A sequel to the 1996 alien invasion flick “Independence Day” has been batted around for years. It certainly made sense, the original climbed to #6 at the all-time domestic box office during its release. All that was needed for a sequel was a decent script and for Will Smith to agree to step back into the role of Captain Steven Hiller. Who am I kidding? “Independence Day: Resurgence” would have settled for a flimsy script as long as it got Will Smith. It ended up settling for a flimsy script and no Will Smith.

Returning characters include Jeff Goldblum as scientist David Levinson, Judd Hirsh as his comic relief father, Bill Pullman as now-former President Thomas Whitmore, Vivica A. Fox as Hiller’s widow, and Brent Spiner as comic relief scientist Brakish Okun. Okun is the most surprising return since he appeared to be killed in the original. Returning-but-recast characters include Jessie Usher as Hiller’s fighter-pilot stepson and Maika Monroe as Whitmore’s fighter-pilot daughter.

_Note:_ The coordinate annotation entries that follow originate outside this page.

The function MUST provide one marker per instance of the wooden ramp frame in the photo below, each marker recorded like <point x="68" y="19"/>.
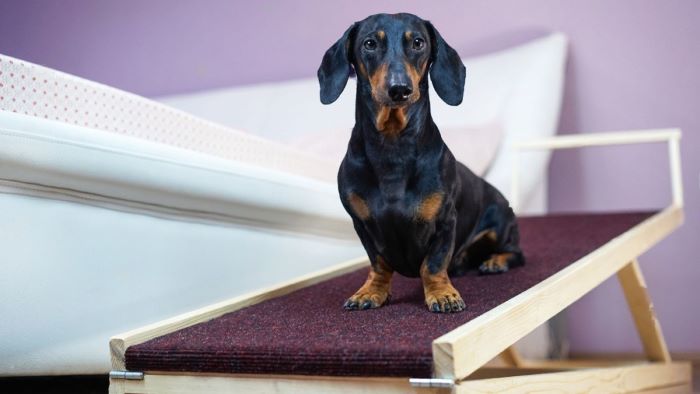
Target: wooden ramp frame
<point x="460" y="356"/>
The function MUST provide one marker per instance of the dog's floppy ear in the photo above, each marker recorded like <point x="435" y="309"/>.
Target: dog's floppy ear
<point x="335" y="67"/>
<point x="447" y="71"/>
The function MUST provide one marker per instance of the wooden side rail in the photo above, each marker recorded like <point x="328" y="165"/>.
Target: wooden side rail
<point x="670" y="136"/>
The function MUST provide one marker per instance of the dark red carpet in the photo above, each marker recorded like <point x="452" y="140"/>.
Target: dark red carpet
<point x="308" y="332"/>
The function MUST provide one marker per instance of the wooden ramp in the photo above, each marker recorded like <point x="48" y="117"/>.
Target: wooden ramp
<point x="296" y="337"/>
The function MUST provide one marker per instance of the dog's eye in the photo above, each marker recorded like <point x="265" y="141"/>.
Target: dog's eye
<point x="418" y="43"/>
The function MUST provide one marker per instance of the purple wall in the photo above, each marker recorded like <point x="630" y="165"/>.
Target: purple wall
<point x="633" y="64"/>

New characters include Liam Hemsworth, Travis Tope, and Angelbaby as more fighter pilots; Sela Ward as the new President; William Fichtner as an over-pressured general; Charlotte Gainsbourg as a scientist and love interest for David; and my personal favorite, Deobia Oparei as an alien-obsessed Congolese warlord. I love it when otherwise villainous characters step up in the name of saving humanity.

The plot follows the expected format. The aliens from the first movie called for reinforcements, and they’re just now arriving. Earth takes the new aliens lightly and pays a steep price. Minor battles are fought where we achieve minor victories, but we also suffer heavy losses (outside of our heroes, of course). There are also a few times where we think we’ve won, the aliens come out with a bigger advantage than ever. It all leads up to a doomsday scenario and a clock counting down to the end of the world that’s going to get really close to zero.

Character interactions also go as expected. The fighter pilots rib each other and spout one-liners. A few made me laugh, but none are as good as the best ones from the original. Colleagues (especially couples) bicker at first, then learn to work together. The Hemsworth character doesn’t follow orders and he gets in trouble for it, but he saves the day because he knows in his heart what to do. Loved ones are lost and their surviving family members need inspiration to continue. The script seems like it was written to have a joke at this point, and an inspirational moment at that point without thought being given ahead of time to what those lines and moments should actually be.

But the plot and dialogue aren’t the problem with the movie, relatively speaking. The real weakness is with the action sequences. Remember the cool, impactful explosions from the first movie? Get ready to have those replaced with vague, wispy fireballs. We see London getting ripped apart by “explosions,” but I feel like I could wave my hand and they would dissipate. Elsewhere, dogfights are hard to follow because I couldn’t tell which characters (or even which sides) where in which planes and key moments are so poorly-edited that I didn’t even realize characters were dead because those moments were so underwhelming (only two deaths got any kind of reaction at my screening).

The original “Independence Day” is by no means a creative classic, but it’s better than the uninspired mess that is “Independence Day: Resurgence.” This movie cannot make its characters or action interesting to save its life. It was only made to hop on the bandwagon of reviving decades-old franchises, which has led to some impressive successes lately. In fact, this movie lost in its opening weekend to another long-delayed follow-up in “Finding Dory,” which beat it by $30 million in its second weekend. This “Resurgence” should have never taken place.

One and a Half Stars out of Five.

“Independence Day: Resurgence” is rated PG-13 for sequences of sci-fi action and destruction, and some language. Its running time is 120 minutes.